How to Get Your Checking Account Fee Waived

How to Get Your Checking Account Fee Waived

Reading Time: 3 minutes

Bottom line—if you find yourself paying for bank fees, you’re wasting money. When banks charge a monthly fee, it’s enough to make you want to hoard your cash under your mattress.

Of course, it’d be unwise to do this—and banking service fees are a reality for many hardworking Americans. So when the media recently reported that a record number of banks had raised personal banking fees in the past year, despite raking in record profits, well you can imagine how well that news was received. 

In some cases, bank fees can set you back hundreds of dollars per year. Of course, this money is better spent on… well, just about anything. But paying yourself instead of the banks is a good start. But don’t fret just yet, because there might be a workaround you can use to waive this pesky fee from your checking account.
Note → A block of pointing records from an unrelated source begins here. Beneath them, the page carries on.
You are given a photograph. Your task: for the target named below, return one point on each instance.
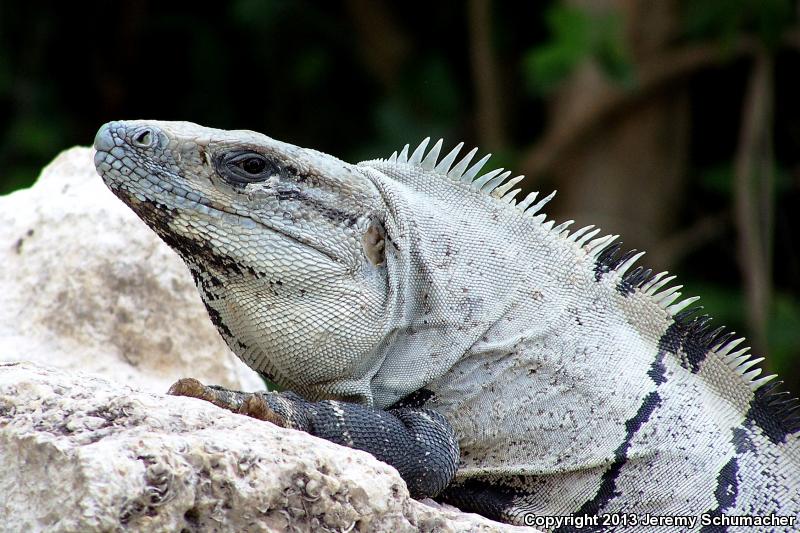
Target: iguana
(417, 311)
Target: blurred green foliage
(360, 79)
(577, 36)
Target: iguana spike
(403, 155)
(444, 165)
(749, 363)
(430, 160)
(580, 231)
(587, 237)
(509, 198)
(757, 383)
(680, 306)
(480, 182)
(597, 245)
(749, 376)
(535, 208)
(669, 296)
(730, 345)
(494, 182)
(664, 295)
(456, 172)
(528, 200)
(658, 281)
(625, 264)
(561, 228)
(470, 174)
(416, 156)
(500, 191)
(736, 358)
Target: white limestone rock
(85, 285)
(78, 453)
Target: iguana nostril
(143, 138)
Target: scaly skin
(409, 303)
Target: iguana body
(574, 383)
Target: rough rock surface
(78, 453)
(85, 285)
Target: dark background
(673, 123)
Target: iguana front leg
(419, 443)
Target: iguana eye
(253, 165)
(241, 168)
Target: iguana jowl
(411, 302)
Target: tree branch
(490, 117)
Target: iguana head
(294, 236)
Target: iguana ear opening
(374, 243)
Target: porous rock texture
(87, 290)
(79, 453)
(85, 285)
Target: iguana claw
(252, 404)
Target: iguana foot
(253, 404)
(419, 443)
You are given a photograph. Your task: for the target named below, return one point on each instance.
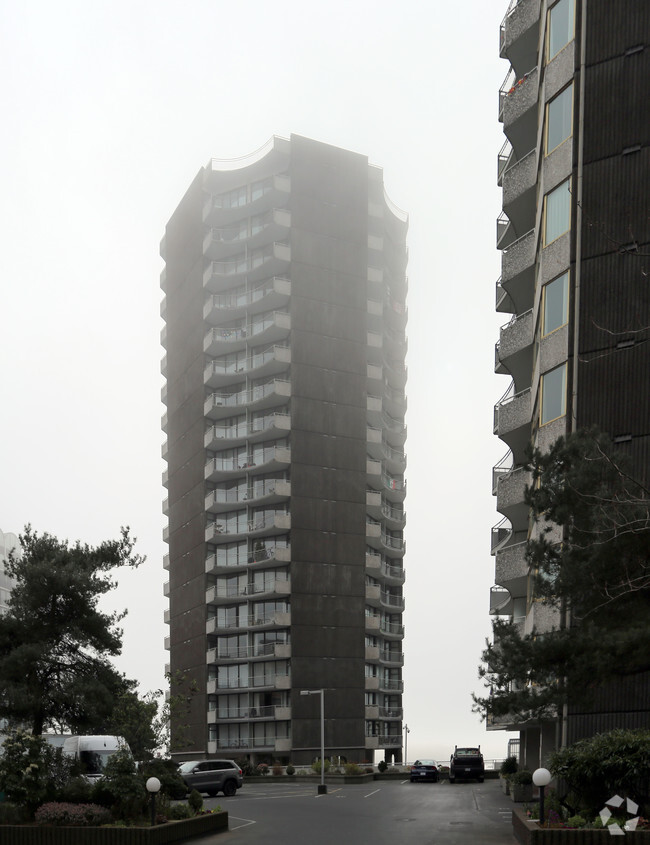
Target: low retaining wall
(160, 834)
(528, 832)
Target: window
(557, 212)
(560, 26)
(556, 302)
(553, 394)
(559, 113)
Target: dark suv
(212, 776)
(466, 763)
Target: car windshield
(188, 766)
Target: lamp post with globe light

Read below as the financial sages behind MoneyWizard delve into a few methods to offset the costs of monthly checking account fees.

Keep a minimum deposit 

With many big banks, maintaining a minimum balance will help waive your monthly fee. These tend to be relatively high dollar amounts, ranging from $4,000–5,000.

Unfortunately, these financial institutions aren’t overly forgiving. Provided you’re under the minimum by even a dollar come month-end, you’ll be stuck holding the bag on the monthly fee. Moreover, this is money you can’t invest in other ventures, be it stocks, bonds, real estate, or even on personal expenditures. Regardless, it’s a guaranteed return, if only a marginal one.

Use cash or a credit card to minimize monthly account transactions

Provided you limit your monthly account transactions, many big banks will waive your monthly fee. Generally, you’ll be dealing with something around 12 debit card transactions inside of a month at most. This means that you shouldn’t lean on your debit card for everyday purchases, as convenient as getting your tap on might seem. Instead, use your credit card or good old-fashioned cash for daily expenses. Note that if you’re going to use your credit card, be sure to pay off your monthly balance in full to avoid running into trouble and damaging your FICO score.

Consider an online-only bank 

Online-only institutions give you the most affordable rates. Many offer feeless checking accounts with unlimited transactions. Moreover, these companies allow you to send money via online transfer for free.  It used to be that these online-only banks only allowed you to access your ATM funds by paying withdrawal costs. Fortunately, nowadays, most reputable branchless institutions partner with big banks, which gives them no-fee access to their ATMs.

Bundle your banking products

Like bundling complementary policies from the same provider earns you a valuable discount, so does bundling your banking products. Combining a mortgage, credit card, and investment account with one bank, for instance, will often get your monthly fee waived. In fairness, taking out a mortgage just to get your monthly fee waived is a bit extreme. There are financial institutions with less demanding requirements. Merely perform your due diligence to see if there are more reasonable bundling options.

Go no-fee

This might make the rest of this blog seem a bit redundant, but why not put in the research and find a no-fee checking account to begin with? They’re no 

There are a number of options available on the market. Most, however, are not offered by the big banks; instead, they are only offered by a few smaller lenders and some credit unions. For that reason, you may be limited to a smaller number of ATMs. If you use your debit card at ATMs not associated with your lender, you may incur higher transaction fees.

Some banks not charging a checking account fee won’t let you use a teller, while others charge you for bank drafts or transferring money online. Still, those with few day-to-day banking needs (i.e., bill payments, deposits, and debit purchases) will likely benefit from this option. Also, you need to be comfortable with online banking because most organizations won’t provide any other services, namely nothing in-person. 

Ask your representative for it

Sometimes your ability to get the best deal rests on your negotiation skills. But, by merely asking for your monthly checking account fee to be waived, the worst thing that’ll happen is someone says “no.”

Considering that some banks charge around $30 per month, it’s worth taking the chance if the only downfall is an awkward exchange. 

A simple call to your bank can help. While it may seem like a gamble, it’s definitely worth the effort. Call your banking representative and ask for a better deal. If you’ve had a good account history, use it as leverage for the bargain. It isn’t a guarantee but remember you’ll never get what you don’t ask for. Give it a shot. Don’t be afraid to consider closing your account. There’s a significant chance you could earn a retention discount. In the instance that the bank won’t bend, be prepared to leave and take your no-fee checking account search elsewhere. 


Given the number of strategies available, there’s no reason you can’t find a bank that’ll waive the monthly fee for your checking account. Do a little homework before opening a checking account. Think about what works for you and assess how much you really need premium account features. Avoiding the monthly fees altogether should be your ultimate goal.